If the existing color is dark and the new color is light, add primer or plan for more coverage risk. If the walls are heavily textured, use a lower coverage rate. If several patched areas were sanded, prime those patches so they do not flash through the finish coat.
Room-by-room notes
Kitchens and baths often have less wall area because cabinets, tile, mirrors, and fixtures take space, but cutting in can take longer. Hallways may have many doors and trim lines. Open-plan rooms should be measured by wall section so accent walls, ceilings, and different sheens are not mixed into one gallon estimate.
FAQ
How many coats should I estimate?
Use two coats for most repaints.
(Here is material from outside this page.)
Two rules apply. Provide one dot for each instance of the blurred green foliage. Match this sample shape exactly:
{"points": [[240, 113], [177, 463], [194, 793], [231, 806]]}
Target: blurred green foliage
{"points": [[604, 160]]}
Add primer for new drywall, stains, bare repairs, glossy surfaces, or major color changes.
Should I subtract windows and doors?
Subtract large openings. For small openings, leaving them in the estimate can provide useful touch-up margin.
What coverage rate should I use?
Use the paint label. If you do not know the product yet, 350 square feet per gallon is a practical planning value.
Does ceiling paint count separately?
Yes. Ceilings use their own area, product, color, and coverage assumptions.
How much paint is needed for trim?
Estimate trim separately by linear feet, profile size, door count, and number of coats.
Should I buy extra paint?
Keep some paint for touch-ups from the same project batch. It helps with future repairs and small missed spots.
Sources and assumptions
Last updated 2026-05-09. This guide uses cited paint calculator references, common interior estimating practice, and editable SupplyCalc assumptions. Product labels, primer requirements, surface condition, and finish quality should control final purchasing.